BAGUIO CITY – The Board of Directors of the Benguet Electric Cooperative (BENECO) passed a resolution appealing to the Regional Development Council (RDC) in the Cordillera to demand from the National Water Resources Board (NWRB) and the Department of Energy (DOE) through the National Commission on Indigenous Peoples (NCIP) and the Office of the President’s Presidential Management Staff (PMS) to recognize, respect and protect the rights of the indigenous cultural communities and indigenous peoples (ICCs-IPs) in their issuances of water rights, service contracts and other types of permits involving the use and development of the natural resources within the ancestral domains or ancestral lands of the people of the Cordillera.
BENECO Board Resolution No. 2018-116 stated that electric cooperatives (ECs) like BENECO can more effectively undertake their mandated function of providing reliable and affordable power to all the member-owner-consumers not only in Benguet and |Baguio City, but in all component units of the Cordillera pursuant to the constitutional goal of the national economy of a more equitable distribution of opportunities, income and wealth if the counter productive and indiscriminate NWRB and DOE issuances of water rights, service contracts, and other permits to large profit-oriented business corporations were stopped through the intervention of the RDC-CAR.
BENECO was created by law to undertake the government’s rural electrification program in Benguet and like all the other ECs in the country, are mandated to provide affordable electric power needed for rural industrialization and countryside development and has the legal personality to represent its IPs in negotiating for the implementation of government policies that enhance its effectivity in providing reliable and affordable power to all the communities within its franchise area.
Section 22, Article 2 of the Constitution stated that the State recognizes and promotes the rights of ICCs and IPs within the framework of utility and development.

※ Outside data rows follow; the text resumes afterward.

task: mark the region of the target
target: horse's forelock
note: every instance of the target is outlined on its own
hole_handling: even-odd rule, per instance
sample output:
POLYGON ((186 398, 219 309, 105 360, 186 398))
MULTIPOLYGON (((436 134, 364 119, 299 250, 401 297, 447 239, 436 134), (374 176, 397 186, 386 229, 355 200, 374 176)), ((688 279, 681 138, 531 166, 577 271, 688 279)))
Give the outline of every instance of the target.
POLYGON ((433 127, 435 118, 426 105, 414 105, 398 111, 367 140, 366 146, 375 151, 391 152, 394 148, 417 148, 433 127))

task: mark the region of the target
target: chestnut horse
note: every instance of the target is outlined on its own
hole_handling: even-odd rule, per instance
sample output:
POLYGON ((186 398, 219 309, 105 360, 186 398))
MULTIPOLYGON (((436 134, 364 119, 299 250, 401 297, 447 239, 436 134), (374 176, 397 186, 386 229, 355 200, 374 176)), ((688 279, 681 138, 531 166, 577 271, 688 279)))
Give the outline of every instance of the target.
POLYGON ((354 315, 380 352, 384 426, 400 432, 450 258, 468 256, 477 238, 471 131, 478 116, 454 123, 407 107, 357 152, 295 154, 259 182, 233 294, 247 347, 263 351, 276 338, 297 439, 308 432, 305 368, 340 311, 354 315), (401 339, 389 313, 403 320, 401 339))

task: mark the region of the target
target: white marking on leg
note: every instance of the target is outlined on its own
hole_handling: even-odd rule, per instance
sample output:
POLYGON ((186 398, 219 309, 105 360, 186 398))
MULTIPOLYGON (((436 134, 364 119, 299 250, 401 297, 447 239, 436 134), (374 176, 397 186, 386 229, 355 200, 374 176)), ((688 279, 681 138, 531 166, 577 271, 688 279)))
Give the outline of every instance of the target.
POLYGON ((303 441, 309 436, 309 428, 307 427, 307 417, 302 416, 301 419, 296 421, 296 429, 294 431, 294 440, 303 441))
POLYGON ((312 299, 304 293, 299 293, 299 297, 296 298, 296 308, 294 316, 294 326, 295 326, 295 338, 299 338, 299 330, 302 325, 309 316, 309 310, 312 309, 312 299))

The government identified its ICCs and IPs of the country as a distinct category among the marginalized and poorest of the poor members of the society that need to be given the opportunity to rise above their marginalized and improved risk conditions by recognizing, respecting and protecting their rights to their ancestral lands or domains, including their right to manage the development and use of their natural resources to ensure their economic, social and cultural wellbeing, using their ancestral domain sustainable development and protection plans as required by law.
The resolution pointed out that the NCIP which is under the OP was created by Republic Act (RA) 8371 with the mandate to protect and promote the interest and wellbeing of the ICCs and IPs with due regard to their belief, customs, traditions and institutions among others.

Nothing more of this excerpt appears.